Dans les économies avancées, par exemple, les 1% les plus riches de la population perçoivent à peu prés 10% du revenu global. Et l’écart entre les riches et les pauvres est même plus large en ce qui concerne le patrimoine, comme s’est employé à le démontrer Picketty. Oxfam calcule que le patrimoine cumulé des 1% les plus riches du monde dépassera l’an prochain celui des autres 99% de la population. Aux États-Unis, 1/3 du patrimoine est déjà détenu par 1% de la population.

L’Amérique latine fait figure d’exception à cet égard, avec une réduction des inégalités —, mais elle reste la région du monde où les inégalités sont les plus prononcées.

Ce tableau d’ensemble fait donc ressortir une divergence frappante entre une tendance mondiale positive et des tendances essentiellement négatives à l’intérieur de chaque pays.

La Chine, par exemple, se situe aux deux extrémités. En faisant sortir plus de 600 millions de personnes de la pauvreté au cours des trois décennies écoulées, la Chine a contribué de façon remarquable à une plus grande égalité de revenu au niveau mondial. Mais dans le même temps, elle est devenue l’une des sociétés les plus inégalitaires au monde — parce qu’un grand nombre de zones rurales sont restées pauvres et que le revenu et la richesse ont fortement augmenté dans les villes et aux échelons supérieurs de la société chinoise.

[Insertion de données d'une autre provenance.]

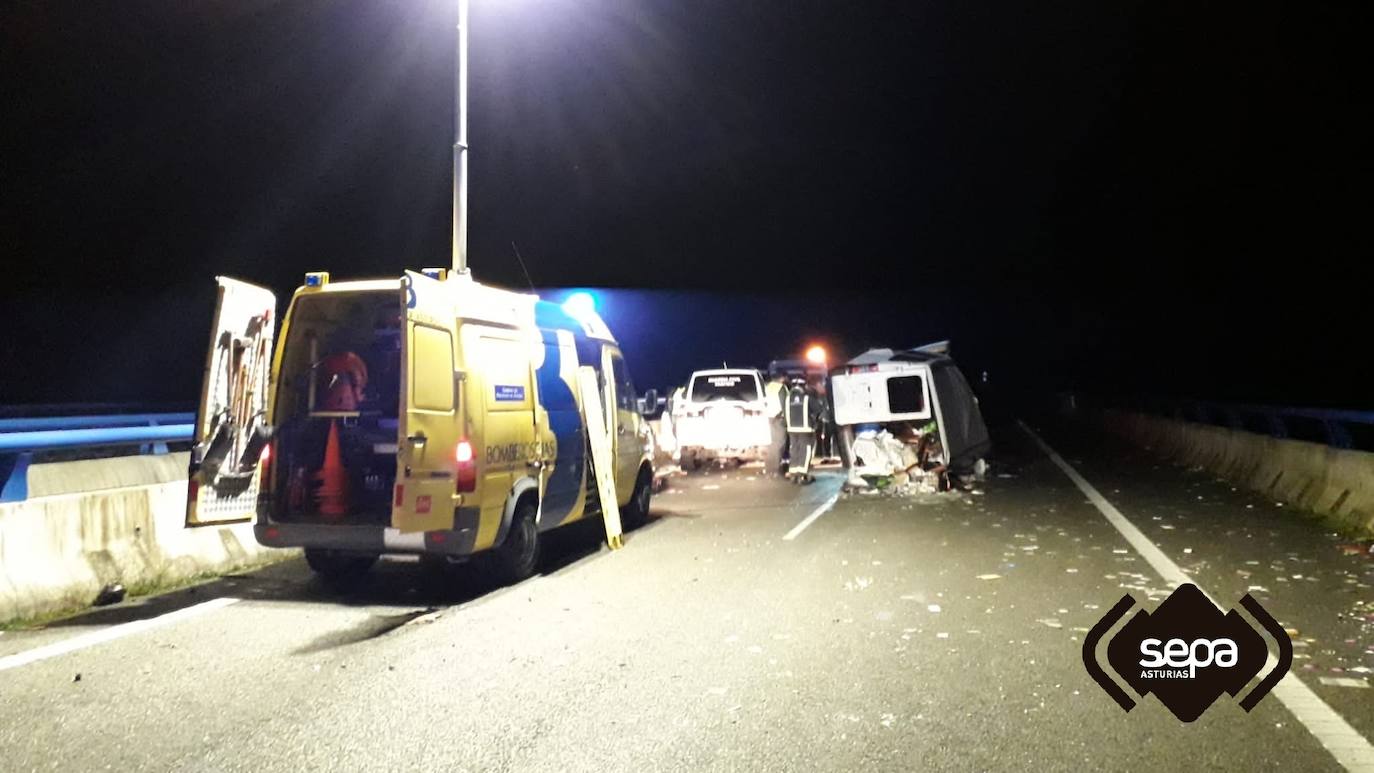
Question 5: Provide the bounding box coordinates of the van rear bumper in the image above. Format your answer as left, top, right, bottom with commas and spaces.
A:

Ainsi, les pays comme la Chine et l’Inde semblent valider parfaitement l’idée traditionnelle selon laquelle l’inégalité extrême est le prix acceptable de la croissance économique. C’est exactement comme la pollution atmosphérique : certains pourraient être tentés de dire que l’inégalité est tout simplement inévitable — il faut s’y faire!

Un nouveau consensus

Probablement pas, pas de résignation, pas d’indignation, mais un nouveau consensus commence à émerger, selon lequel les pays n’ont pas à accepter ce pacte faustien. Par exemple, l’analyse de mes collègues du FMI1 montre que l’inégalité excessive de revenu a pour effet de tirer vers le bas les taux de croissance économique et de rendre la croissance moins durable.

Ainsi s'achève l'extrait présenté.